Прибежал и Талец звать княжича, и ему было тоже сказано: не жди, иди. Вся челядь молодая тихо, неслышно сбежала на купальский костер.
Святополк решил переодеться, пошел в свою светелку, сбросил белую сорочку, натянул серую. Сапожки сафьяновые тоже снял, обулся в яловые, черные. Накинул темное корзно, застегнул под бородой капторгу. В это время появился в дверях Варяжко, посоветовал:
— Возьми с собой хоть засапожник, сынок.
— Зачем?
— Ну мало ли?

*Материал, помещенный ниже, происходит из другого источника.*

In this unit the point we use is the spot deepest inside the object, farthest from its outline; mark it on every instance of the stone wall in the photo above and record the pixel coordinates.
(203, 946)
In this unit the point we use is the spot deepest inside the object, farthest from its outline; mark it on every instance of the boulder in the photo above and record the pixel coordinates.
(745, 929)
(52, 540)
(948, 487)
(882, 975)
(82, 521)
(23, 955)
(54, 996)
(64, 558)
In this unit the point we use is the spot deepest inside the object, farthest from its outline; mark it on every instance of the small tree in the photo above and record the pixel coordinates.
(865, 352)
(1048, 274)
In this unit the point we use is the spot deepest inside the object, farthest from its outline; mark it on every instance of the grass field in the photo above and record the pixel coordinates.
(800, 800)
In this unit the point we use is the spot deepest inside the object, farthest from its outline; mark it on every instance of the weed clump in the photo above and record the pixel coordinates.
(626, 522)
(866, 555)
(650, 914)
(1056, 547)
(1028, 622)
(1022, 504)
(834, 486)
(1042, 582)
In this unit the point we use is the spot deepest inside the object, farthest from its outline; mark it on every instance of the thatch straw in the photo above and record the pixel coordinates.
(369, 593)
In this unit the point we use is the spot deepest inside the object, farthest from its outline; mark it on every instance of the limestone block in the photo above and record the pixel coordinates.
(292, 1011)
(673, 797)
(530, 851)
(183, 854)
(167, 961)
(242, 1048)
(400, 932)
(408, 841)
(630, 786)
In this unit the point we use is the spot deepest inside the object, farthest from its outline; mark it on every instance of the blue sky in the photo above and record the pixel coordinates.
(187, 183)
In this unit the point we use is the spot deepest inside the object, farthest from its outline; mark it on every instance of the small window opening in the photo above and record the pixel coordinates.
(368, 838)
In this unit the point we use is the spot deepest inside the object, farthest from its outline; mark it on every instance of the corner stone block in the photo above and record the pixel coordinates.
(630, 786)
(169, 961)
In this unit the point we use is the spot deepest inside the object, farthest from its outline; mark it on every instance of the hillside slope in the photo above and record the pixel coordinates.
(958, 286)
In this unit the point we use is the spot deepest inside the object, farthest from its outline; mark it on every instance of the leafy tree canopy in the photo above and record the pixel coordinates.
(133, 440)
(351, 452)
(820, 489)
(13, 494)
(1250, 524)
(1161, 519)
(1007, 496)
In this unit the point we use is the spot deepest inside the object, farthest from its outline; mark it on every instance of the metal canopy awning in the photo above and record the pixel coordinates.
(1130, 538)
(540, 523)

Навернется зверь или злодей.
— Откуда они там? Звери сейчас от этого шума за три поприща[76] разбежались.
— Возьми, Святополк, прошу тебя.
Не желая огорчать кормильца, сунул княжич нож за голенище сапога.

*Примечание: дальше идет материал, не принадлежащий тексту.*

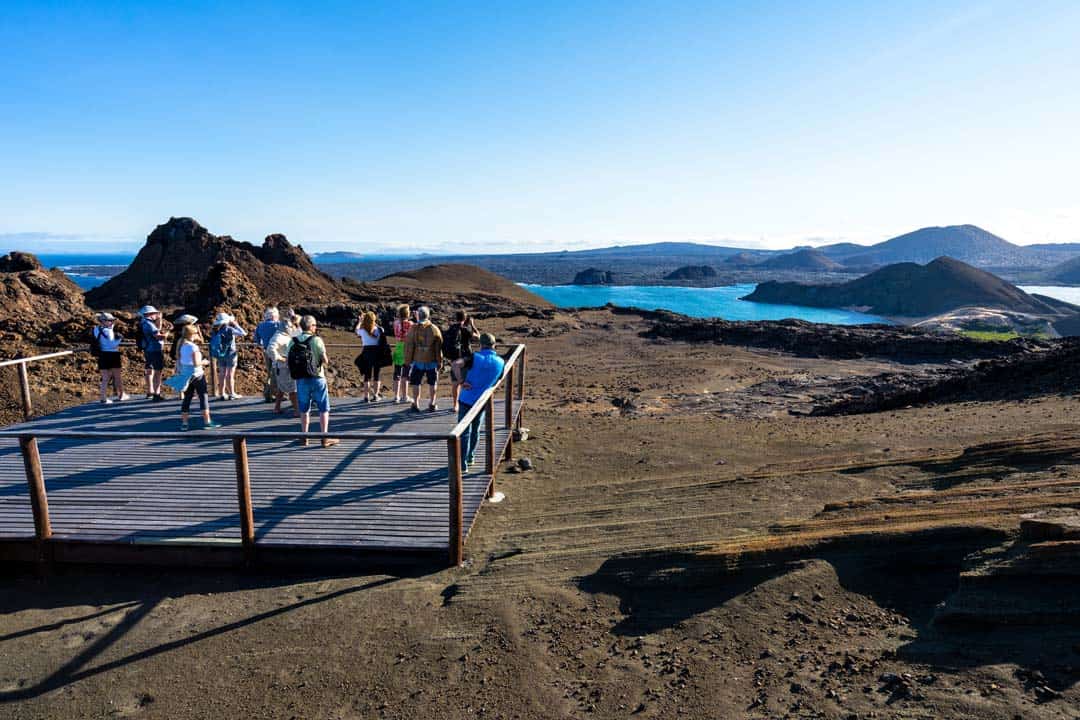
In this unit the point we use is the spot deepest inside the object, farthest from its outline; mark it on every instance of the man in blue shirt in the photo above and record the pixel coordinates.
(152, 350)
(265, 330)
(484, 372)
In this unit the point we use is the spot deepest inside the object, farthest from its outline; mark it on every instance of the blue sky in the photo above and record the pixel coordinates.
(521, 126)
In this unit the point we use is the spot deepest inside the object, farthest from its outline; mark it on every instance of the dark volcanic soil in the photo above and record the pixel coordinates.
(606, 585)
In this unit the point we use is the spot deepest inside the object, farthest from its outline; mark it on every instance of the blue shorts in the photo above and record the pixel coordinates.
(154, 360)
(421, 371)
(312, 390)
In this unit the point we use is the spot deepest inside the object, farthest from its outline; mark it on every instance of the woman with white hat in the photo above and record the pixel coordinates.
(223, 349)
(105, 344)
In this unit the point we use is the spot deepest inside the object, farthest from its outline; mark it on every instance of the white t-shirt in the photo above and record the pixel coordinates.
(368, 338)
(188, 356)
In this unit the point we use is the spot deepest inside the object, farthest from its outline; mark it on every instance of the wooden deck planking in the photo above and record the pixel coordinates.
(363, 493)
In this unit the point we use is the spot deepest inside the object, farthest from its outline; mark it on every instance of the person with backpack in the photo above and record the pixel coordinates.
(223, 350)
(105, 345)
(484, 371)
(369, 360)
(307, 364)
(190, 378)
(457, 347)
(278, 354)
(402, 326)
(149, 340)
(423, 352)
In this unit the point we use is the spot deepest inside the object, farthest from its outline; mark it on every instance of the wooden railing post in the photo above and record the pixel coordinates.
(489, 440)
(244, 497)
(457, 514)
(24, 389)
(39, 501)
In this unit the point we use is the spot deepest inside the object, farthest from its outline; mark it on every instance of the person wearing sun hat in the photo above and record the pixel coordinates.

Выйдя из крепости, направился напрямки в сторону огня, не разбирая дороги, продираясь через кусты, пересекая полянки, и даже в какую-то мочажину угодил. Тропинкой идти не захотел, чтобы никого не встретить. Впервые он захотел вблизи взглянуть на купальское веселье, до того наблюдал за ним лишь со стены, да и то вместе с кормильцем. Но ныне в свои семнадцать он уж не хочет над собой никакого надзора, даже начал раздражаться от поучений пестуна. У Варяжки хватило мудрости заметить эти изменения в поведении княжича, и он старался не досаждать ему своим постоянным присутствием. И если бы в прошлом году княжич возжелал идти к купальскому костру, то кормилец обязательно пошел бы с ним. Но ныне…
Святополк приблизился к поляне, на которой пылал огромный костер: молодежь веселилась. Но как явиться ему в этот круг? Этого он не мог представить. Сказать: «А вот и я»? Но ведь, сбегаясь сюда, парни и девушки так не говорят. Да и к чему им говорить, они постоянно видятся на улице, в поле, на гумне. Но он-то, наместник земли, всегда отгорожен от них своим положением. Появись он сейчас у костра, мгновенно стихнут и смех и веселье. Но Святополк не хочет этого, он жадно смотрит из кустов на веселящихся ровесников и где-то в душе завидует им. Парни скачут через костер: сначала поодиночке, потом с девушками. И ему очень хочется прыгнуть через огонь.